Lancaster Park & Animal Farm is a family run childrens’ petting farm located in Chadderton near Oldham which offers a great day out for all the family!
Visitors are invited to meet, touch and feed the animals. We have a range of animals from horses and sheep to rabbits, chickens and many more. We have two play areas with swings, slides and ziplines dotted along a scenic Nature Walk. Ride on the Caterpillar barrel ride, drive our mini quads on the Rooster Rally, dig up the sand pit at Digger Island or maybe you can take on the pirates at our Pirate Shoot-out! Please feel free to bring your own picnic to eat at the picnic benches.
We love our farm and our animals, and we’re sure you will too!
Lancaster Park and Animal Farm is managed by the Lancaster family, first opening in 2011.
Admission Prices are Adults – £4.00, Children – £4.00, Children under 12 months old enter for FREE!
From 17th July we are open every day for the summer break.
We have two sessions, one in the morning and one in the afternoon.
Tickets must be booked online in advance of your visit.
Lancaster Park & Animal Farm was opened in 2011 by Benjamin Lancaster. Ben, who was born in 1940, started out as a coal miner before moving into demolition.
In 1960 Ben bought some farm land in Chadderton where he built a home and raised his family alongside his wife Lily. Over the years Ben was responsible for the demolition of many of the North West’s cotton mills and chimneys including the Schwabes chimney in Rhodes, the Times Mill and the Laurel Mill.
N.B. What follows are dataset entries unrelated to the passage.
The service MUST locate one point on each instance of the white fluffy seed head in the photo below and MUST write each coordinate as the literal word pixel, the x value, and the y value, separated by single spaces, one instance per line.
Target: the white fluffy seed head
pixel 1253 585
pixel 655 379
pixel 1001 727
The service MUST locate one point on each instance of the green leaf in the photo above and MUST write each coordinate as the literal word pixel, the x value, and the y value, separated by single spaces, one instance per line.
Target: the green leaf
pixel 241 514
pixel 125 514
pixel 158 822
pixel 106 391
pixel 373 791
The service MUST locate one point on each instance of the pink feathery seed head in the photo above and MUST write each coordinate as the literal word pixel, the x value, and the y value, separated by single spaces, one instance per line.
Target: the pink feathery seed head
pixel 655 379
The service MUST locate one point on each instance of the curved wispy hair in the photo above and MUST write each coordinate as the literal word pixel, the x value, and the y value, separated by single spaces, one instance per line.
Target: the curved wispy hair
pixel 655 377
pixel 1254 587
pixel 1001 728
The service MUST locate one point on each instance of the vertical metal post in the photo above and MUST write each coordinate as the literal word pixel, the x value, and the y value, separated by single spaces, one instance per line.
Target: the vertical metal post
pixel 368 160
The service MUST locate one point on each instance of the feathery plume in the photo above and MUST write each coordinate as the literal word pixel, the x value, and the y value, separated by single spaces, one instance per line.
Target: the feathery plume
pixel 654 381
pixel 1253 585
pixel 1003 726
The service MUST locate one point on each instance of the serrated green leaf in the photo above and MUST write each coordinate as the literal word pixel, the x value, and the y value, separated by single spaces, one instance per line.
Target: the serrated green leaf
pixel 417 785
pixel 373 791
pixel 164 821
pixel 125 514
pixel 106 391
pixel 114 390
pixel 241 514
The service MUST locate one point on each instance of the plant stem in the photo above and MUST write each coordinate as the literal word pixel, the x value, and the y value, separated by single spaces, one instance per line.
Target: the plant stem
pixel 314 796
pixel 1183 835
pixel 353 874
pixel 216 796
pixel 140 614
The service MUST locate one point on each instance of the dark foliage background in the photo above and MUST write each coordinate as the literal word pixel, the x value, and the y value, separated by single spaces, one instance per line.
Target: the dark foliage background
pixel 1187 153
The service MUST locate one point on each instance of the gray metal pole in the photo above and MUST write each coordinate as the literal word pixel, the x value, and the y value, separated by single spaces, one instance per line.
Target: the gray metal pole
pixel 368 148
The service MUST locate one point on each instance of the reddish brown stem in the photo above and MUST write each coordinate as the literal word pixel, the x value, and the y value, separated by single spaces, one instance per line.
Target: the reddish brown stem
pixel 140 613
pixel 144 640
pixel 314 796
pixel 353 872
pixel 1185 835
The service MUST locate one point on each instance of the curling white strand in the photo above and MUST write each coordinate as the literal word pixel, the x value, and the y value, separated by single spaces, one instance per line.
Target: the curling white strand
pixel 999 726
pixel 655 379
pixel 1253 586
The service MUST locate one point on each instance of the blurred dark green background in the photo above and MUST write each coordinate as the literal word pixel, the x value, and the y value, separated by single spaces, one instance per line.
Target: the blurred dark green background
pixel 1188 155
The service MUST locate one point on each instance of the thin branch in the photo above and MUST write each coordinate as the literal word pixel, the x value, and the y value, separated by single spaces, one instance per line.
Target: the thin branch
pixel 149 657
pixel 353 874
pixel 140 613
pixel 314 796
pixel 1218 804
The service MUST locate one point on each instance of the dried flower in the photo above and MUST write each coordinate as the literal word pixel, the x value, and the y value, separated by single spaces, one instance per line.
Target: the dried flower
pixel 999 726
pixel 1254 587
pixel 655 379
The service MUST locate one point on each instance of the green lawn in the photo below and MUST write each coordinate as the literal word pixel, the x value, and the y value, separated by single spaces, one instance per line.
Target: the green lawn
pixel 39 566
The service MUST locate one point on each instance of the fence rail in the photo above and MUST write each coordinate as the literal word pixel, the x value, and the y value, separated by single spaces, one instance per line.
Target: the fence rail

He was always passionate about recycling and reusing materials, even before it became fashionable and would salvage anything that he could.
Alongside his work as a demolition man Ben’s main passion and hobby was his home and farm where he kept a small selection of animals. Over many a summer his friends would bring their children to Ben’s house and he would show them around his chickens pen, his bee hives or his pig pen.
Ben was passionate about wildlife and nature and was dedicated to teaching his children all he knew, he would often take his children walking across fields after work, showing them how to identify edible mushrooms, find birds’ nests, teaching them how to know one tree from the next and spotting hares in the grass.